3. Central Bank of India v. Sukhani Mining and Engineering Industries Pvt. Ltd. and others? (1977)47 Com. Cases 1 (Pat.) and Modern Gears Pvt. Ltd. v. IL & FS Investment Ltd7 (2006)129 Comp. Case 337 (Cal.) To submit that mere pendency of suit was not a bar to filing of a company petition. 8. Having considered the rival submissions, we are of the view that no interference is called for with the view taken by learned Company Judge. There is no bar to proceedings for winding up being initiated merely on account of pendency of proceedings before the DRT. The judgment relied upon on behalf of the appellant in Allahabad Bank does not advance its case. Therein question was whether permission of the Company Court was required to continue a proceeding before the DRT and not whether company petition for winding up was maintainable. As regards the amount being ascertainable, admittedly, the appellant took loan from the bank which has been assigned in favour of the respondent and the amount due is more than Rs.500/-. Thus, the judgment in Mediqup Systems Pvt. Ltd. is distinguishable. The bank has already filed a suit and the debt is not shown to be barred by limitation. The judgment in Shri Sham Lal Gupta is distinguishable.

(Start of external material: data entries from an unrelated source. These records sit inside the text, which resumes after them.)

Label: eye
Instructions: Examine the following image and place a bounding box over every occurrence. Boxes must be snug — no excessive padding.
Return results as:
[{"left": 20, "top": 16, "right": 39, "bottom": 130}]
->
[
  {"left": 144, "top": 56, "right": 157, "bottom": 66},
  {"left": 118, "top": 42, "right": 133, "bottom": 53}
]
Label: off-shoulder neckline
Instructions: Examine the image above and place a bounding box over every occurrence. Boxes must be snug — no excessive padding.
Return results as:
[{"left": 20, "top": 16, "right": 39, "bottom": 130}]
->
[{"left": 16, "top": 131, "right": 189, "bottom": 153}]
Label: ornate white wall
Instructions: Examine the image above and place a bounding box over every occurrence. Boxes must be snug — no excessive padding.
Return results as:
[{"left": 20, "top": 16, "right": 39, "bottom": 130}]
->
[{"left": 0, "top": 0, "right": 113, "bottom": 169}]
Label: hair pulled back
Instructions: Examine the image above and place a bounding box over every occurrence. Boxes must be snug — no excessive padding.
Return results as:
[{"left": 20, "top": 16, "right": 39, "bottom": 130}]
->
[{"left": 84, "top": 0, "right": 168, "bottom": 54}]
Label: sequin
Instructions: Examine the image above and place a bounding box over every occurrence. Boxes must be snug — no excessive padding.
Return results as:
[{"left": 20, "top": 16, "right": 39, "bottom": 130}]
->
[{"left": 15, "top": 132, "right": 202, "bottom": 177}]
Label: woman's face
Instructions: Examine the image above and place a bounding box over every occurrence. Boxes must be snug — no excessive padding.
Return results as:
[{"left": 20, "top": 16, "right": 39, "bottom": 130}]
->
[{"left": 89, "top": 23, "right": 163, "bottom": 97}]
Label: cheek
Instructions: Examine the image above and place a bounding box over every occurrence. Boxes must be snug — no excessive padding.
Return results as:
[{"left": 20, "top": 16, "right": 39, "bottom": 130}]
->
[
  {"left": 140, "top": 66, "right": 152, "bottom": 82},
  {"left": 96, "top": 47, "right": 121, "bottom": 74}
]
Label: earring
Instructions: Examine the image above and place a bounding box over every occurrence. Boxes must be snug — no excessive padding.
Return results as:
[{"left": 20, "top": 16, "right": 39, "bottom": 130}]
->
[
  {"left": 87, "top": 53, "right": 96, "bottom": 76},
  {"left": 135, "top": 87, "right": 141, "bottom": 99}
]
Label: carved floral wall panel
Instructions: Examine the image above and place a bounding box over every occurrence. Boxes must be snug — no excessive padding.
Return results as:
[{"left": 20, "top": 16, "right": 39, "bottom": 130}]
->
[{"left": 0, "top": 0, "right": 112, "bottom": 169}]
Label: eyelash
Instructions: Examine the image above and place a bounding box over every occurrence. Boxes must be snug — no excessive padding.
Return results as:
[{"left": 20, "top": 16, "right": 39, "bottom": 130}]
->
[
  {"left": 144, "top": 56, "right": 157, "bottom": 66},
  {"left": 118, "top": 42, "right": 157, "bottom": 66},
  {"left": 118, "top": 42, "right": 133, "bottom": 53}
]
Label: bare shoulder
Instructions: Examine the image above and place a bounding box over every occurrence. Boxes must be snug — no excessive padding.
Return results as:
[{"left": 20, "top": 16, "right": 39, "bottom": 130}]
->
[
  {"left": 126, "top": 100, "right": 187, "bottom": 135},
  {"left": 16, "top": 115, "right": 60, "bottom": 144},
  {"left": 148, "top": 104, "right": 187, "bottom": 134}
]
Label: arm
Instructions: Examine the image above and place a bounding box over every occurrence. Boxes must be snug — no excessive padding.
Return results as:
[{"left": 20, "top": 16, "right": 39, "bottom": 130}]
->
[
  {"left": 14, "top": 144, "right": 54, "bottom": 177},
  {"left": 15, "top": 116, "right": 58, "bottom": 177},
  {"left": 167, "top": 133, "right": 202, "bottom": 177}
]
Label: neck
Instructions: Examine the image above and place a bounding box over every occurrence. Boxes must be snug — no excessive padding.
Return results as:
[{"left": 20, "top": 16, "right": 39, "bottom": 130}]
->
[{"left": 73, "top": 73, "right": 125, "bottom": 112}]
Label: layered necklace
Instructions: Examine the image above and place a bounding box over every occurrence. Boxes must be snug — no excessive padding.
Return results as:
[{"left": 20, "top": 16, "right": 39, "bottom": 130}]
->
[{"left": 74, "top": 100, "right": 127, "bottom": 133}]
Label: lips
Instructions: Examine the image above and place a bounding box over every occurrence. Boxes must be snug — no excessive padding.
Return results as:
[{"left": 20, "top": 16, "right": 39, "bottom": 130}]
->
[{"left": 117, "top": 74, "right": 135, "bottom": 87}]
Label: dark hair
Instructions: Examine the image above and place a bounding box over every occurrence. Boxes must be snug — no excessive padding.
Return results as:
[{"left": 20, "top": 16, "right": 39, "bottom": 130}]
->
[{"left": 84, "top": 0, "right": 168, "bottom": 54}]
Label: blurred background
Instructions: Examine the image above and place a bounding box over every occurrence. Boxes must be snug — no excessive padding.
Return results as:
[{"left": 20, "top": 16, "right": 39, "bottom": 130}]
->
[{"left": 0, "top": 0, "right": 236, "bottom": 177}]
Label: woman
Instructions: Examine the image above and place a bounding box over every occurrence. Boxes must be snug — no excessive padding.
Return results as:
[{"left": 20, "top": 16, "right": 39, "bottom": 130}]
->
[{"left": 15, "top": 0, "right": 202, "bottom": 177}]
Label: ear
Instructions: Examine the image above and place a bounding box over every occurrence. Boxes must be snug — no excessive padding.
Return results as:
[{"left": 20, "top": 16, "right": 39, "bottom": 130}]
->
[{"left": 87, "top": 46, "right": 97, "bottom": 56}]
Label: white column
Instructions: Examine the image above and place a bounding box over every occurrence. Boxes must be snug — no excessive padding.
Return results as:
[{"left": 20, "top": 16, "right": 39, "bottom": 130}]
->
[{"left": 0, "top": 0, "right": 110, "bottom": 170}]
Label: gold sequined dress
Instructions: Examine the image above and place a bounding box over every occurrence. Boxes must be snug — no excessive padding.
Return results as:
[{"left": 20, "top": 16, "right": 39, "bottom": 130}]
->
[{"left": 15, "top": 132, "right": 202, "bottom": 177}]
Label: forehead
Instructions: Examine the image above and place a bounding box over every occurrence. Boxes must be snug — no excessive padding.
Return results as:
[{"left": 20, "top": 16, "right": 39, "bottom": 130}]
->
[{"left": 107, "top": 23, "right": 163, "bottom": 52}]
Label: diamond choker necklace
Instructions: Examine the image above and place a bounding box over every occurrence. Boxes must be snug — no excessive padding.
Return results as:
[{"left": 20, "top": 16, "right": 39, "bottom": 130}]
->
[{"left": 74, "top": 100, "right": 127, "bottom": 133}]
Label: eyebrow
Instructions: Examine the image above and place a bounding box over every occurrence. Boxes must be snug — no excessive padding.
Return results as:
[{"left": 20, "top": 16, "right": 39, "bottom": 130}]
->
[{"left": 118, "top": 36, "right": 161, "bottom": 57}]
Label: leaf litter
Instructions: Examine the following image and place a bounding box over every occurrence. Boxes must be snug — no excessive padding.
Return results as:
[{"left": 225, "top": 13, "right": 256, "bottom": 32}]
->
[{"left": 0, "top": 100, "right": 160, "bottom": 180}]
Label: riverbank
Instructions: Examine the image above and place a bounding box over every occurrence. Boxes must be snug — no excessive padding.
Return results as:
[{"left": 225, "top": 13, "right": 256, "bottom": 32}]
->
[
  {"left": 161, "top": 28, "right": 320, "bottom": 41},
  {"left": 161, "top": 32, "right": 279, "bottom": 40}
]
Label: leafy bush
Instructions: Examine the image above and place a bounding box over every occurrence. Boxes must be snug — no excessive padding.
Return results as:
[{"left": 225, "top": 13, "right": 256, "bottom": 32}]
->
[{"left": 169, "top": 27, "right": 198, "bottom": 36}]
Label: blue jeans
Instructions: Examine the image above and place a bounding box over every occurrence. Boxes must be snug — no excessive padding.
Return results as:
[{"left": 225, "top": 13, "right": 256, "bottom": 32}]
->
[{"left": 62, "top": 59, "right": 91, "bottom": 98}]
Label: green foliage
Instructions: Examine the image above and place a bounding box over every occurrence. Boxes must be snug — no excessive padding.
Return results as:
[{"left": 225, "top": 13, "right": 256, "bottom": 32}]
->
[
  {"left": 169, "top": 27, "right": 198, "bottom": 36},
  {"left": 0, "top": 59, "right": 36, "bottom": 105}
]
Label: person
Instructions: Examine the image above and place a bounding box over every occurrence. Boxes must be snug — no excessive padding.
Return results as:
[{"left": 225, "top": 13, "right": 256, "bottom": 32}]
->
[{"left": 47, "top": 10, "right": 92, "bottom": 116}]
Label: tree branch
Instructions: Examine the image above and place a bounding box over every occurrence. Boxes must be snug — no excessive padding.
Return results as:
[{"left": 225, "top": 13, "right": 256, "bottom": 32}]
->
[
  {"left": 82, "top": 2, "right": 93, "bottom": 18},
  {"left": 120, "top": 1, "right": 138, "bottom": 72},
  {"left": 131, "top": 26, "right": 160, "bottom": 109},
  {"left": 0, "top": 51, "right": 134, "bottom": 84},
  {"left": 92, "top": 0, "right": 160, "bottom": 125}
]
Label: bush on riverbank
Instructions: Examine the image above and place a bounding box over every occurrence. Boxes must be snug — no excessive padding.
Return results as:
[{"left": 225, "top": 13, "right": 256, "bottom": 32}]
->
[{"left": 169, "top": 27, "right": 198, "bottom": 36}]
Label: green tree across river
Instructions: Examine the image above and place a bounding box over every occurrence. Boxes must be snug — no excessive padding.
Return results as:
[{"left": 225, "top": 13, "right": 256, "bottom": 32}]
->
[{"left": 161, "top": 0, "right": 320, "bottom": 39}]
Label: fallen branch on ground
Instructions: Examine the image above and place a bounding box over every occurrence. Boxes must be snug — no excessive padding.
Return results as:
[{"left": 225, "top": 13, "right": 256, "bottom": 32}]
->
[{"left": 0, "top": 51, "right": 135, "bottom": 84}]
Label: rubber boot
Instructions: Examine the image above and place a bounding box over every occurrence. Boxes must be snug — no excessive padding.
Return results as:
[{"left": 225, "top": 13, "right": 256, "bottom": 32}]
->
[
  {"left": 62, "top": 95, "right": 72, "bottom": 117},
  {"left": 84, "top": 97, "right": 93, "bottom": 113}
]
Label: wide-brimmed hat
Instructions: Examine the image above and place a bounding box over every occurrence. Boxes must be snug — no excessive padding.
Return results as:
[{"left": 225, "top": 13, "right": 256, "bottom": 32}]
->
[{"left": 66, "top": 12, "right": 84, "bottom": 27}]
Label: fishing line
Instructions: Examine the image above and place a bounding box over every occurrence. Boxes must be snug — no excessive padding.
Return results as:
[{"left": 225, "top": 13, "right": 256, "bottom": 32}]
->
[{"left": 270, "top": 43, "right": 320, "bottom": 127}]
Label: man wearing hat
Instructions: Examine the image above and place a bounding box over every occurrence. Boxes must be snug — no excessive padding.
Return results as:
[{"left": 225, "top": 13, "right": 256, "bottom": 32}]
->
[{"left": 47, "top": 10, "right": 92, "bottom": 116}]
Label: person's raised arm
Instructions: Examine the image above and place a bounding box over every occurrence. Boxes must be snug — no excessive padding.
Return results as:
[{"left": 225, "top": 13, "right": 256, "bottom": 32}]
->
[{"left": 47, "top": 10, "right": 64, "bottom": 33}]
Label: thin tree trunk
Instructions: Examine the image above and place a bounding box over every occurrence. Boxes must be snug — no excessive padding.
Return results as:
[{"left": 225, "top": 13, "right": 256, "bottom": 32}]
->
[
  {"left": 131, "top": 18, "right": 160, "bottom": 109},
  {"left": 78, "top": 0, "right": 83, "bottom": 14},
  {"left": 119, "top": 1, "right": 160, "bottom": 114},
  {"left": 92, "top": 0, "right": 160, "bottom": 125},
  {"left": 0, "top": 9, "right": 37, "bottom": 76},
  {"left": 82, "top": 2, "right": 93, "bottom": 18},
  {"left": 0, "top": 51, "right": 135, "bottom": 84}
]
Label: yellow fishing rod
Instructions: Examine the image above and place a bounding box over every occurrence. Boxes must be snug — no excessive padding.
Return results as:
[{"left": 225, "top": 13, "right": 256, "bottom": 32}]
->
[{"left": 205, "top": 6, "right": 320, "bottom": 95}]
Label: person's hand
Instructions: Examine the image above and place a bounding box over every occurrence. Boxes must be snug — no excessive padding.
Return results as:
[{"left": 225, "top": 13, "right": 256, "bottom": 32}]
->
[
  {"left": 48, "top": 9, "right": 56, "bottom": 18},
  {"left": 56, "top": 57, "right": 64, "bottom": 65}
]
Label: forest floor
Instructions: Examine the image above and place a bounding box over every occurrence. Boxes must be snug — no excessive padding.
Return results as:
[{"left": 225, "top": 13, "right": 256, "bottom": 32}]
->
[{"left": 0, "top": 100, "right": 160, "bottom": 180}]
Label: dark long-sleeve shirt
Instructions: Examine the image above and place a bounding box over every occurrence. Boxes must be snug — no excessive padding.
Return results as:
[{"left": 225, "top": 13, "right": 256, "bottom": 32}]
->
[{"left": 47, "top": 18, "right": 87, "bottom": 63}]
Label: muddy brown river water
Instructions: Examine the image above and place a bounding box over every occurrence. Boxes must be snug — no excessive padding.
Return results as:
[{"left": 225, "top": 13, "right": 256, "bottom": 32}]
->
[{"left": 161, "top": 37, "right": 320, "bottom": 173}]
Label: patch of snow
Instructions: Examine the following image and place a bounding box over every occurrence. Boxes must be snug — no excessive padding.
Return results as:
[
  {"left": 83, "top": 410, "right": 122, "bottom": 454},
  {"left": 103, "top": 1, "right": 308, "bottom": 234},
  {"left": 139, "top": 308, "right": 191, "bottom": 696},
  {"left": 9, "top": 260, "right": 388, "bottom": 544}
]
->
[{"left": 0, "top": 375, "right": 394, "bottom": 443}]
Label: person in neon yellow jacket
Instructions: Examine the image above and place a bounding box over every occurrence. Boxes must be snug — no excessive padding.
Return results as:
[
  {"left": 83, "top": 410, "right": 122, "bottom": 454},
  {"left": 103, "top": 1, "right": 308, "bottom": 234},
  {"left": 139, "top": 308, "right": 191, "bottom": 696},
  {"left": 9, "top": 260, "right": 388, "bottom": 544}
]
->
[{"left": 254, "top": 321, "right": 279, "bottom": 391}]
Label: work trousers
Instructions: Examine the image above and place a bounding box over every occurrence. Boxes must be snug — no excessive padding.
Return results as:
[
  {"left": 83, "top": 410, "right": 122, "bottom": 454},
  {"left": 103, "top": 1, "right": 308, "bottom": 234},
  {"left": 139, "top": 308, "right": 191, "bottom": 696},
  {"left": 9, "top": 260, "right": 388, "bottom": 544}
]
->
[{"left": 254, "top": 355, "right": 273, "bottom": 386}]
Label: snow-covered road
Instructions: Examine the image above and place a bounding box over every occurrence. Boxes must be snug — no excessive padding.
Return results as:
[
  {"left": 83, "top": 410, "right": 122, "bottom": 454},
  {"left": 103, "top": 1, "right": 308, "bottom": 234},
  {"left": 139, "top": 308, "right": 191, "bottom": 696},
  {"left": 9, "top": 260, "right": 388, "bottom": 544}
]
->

The judgment of the Honble Supreme Court in ICICI Bank is to the effect that assignment of debt is an activity covered by the Banking Regulation Act. 9. Apart from the above, we asked learned counsel for the appellant whether the appellant was willing to pay the admitted principal amount, to enable us to consider whether discretionary jurisdiction for winding up should be invoked or not. Learned counsel for the appellant states that he had no instructions to state that the appellant is prepared to pay even the principal debt within reasonable time. In view of such unreasonable attitude, we do not find any ground whatsoever to interfere with the impugned order. 10. The appeal is dismissed. It is made clear that if the appellant moves learned Company Judge with any reasonable proposal to pay the debt, this order will not debar the learned Single Judge from considering any such proposal in accordance with law.